Keying the map will be a lot of work but also a lot of fun. I think it may be documenting that process online, maybe as a Twitch stream. So if you want to see that, make sure to follow me on Twitch. And if you missed the mapping streams or want to see what else we’ve got cooking it generally ends up on YouTube, so subscribe!

Thanks for reading, we’ve got more coming so stay tuned! If you’re like to support the work we do I’d appreciate it. You can support for FREE by sharing these blog posts and YouTube videos on Reddit or your favorite TTRPG forum. And if you would like to help keep the lights on, consider donating a dollar through Ko-Fi, or by paying for one of our PDFs on DriveThruRPG.

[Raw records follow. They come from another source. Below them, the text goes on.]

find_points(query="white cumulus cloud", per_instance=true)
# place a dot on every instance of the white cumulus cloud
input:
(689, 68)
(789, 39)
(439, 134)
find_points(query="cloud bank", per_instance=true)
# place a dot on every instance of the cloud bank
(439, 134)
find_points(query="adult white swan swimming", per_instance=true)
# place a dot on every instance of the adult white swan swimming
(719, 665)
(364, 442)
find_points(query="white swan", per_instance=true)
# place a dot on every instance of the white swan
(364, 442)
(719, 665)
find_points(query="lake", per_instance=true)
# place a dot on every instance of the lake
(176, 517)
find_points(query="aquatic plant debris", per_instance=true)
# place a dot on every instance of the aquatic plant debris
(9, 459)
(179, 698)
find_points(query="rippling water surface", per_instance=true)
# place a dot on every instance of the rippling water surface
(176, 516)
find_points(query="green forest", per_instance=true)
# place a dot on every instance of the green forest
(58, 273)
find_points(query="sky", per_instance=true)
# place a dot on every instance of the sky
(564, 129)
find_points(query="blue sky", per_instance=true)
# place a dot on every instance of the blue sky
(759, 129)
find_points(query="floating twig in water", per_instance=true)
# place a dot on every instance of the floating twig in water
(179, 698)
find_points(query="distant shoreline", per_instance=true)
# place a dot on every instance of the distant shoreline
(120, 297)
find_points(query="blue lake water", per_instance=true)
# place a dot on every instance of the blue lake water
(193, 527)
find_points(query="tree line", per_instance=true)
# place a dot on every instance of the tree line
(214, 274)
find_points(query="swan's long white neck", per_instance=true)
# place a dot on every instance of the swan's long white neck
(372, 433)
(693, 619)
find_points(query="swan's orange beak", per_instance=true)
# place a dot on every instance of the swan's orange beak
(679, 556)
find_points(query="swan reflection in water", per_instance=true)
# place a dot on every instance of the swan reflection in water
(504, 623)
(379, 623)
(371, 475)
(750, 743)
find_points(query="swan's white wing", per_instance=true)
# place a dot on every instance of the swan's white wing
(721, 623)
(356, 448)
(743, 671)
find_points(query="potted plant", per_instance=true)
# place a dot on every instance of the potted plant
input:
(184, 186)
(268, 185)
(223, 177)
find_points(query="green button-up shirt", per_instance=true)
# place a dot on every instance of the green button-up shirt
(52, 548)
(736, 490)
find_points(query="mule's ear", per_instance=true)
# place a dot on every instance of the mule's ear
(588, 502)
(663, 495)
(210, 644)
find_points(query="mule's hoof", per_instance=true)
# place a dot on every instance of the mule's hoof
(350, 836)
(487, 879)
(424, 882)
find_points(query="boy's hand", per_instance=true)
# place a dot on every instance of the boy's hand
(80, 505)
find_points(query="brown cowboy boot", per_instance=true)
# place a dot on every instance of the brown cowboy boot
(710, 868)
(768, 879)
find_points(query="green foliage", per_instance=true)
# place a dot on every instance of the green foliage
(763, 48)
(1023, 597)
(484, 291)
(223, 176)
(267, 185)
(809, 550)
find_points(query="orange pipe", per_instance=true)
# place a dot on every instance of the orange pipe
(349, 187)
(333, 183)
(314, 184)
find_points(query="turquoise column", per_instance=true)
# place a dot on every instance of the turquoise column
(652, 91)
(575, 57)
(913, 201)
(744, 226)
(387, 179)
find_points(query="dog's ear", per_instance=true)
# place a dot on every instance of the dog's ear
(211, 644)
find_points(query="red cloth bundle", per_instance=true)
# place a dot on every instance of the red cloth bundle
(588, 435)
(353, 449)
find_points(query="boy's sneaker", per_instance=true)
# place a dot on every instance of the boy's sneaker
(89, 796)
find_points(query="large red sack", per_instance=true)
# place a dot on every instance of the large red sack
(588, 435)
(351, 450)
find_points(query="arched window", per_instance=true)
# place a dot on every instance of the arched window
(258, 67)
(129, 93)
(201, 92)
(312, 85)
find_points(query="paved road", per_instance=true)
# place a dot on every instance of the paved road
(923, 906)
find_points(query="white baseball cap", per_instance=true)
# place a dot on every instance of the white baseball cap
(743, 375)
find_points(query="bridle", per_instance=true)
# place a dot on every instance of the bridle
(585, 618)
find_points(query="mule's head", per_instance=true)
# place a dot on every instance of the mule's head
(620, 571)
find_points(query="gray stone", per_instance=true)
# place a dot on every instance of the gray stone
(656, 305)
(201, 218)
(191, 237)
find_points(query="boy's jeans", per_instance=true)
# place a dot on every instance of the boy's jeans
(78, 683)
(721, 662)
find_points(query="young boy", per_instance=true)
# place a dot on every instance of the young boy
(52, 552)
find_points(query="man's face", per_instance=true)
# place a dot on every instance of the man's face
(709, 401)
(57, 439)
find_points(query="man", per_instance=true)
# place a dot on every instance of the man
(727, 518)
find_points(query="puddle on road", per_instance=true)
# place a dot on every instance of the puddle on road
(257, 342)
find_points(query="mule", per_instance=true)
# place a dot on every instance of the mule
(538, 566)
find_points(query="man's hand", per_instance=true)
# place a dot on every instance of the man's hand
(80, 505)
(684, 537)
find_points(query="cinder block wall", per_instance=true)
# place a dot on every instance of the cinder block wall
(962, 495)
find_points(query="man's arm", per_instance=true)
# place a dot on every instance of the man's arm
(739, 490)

But, that’s it for me. And I’ll see you guys in the next one, bye!

2 Replies to “From Atlas to Region Hex Mapping: Worldbuilding Biomes for a Continent”

  1. Fantastic! I can’t overstate what an incredible resource your blog has been to my own world building and campaign preparations.

    There is however one thing, one step, I haven’t quite understood about your procedure. I want to say I have studied every post from the region mapping section thoroughly, but I can’t seem to find how you’ve gone about distributing islands at the regional level before. I see that “The Gyre” is full of islands, but I don’t see by what process you’ve placed them there. They’re mentioned among POI examples, but it would make no sense for waters in heartlands/marches regions to hold more islands than wild stretches of water.

    Thank you for all of your work!

    • Thanks very much for the kind words, glad you’ve found the information useful! I believe the information you’re looking for is noted in the 2d6 Biome Diversification section of the process. Rolling the 2d6 with a water primary hex should end with water for the majority of results. That said I think it IS actually more likely for there be a higher land/water ratio among inland lakes than the ocean. No hard evidence to back that up, just supposition given the much closer proximity from the water’s surface to bed/floor and more variable water levels.

      But what may be helpful for you is checking out the RedRaggedFiend YouTube channel: I’ve livestreamed working through the hex mapping process and I think it is a better source than a blog for answering these finnicky head scratchers!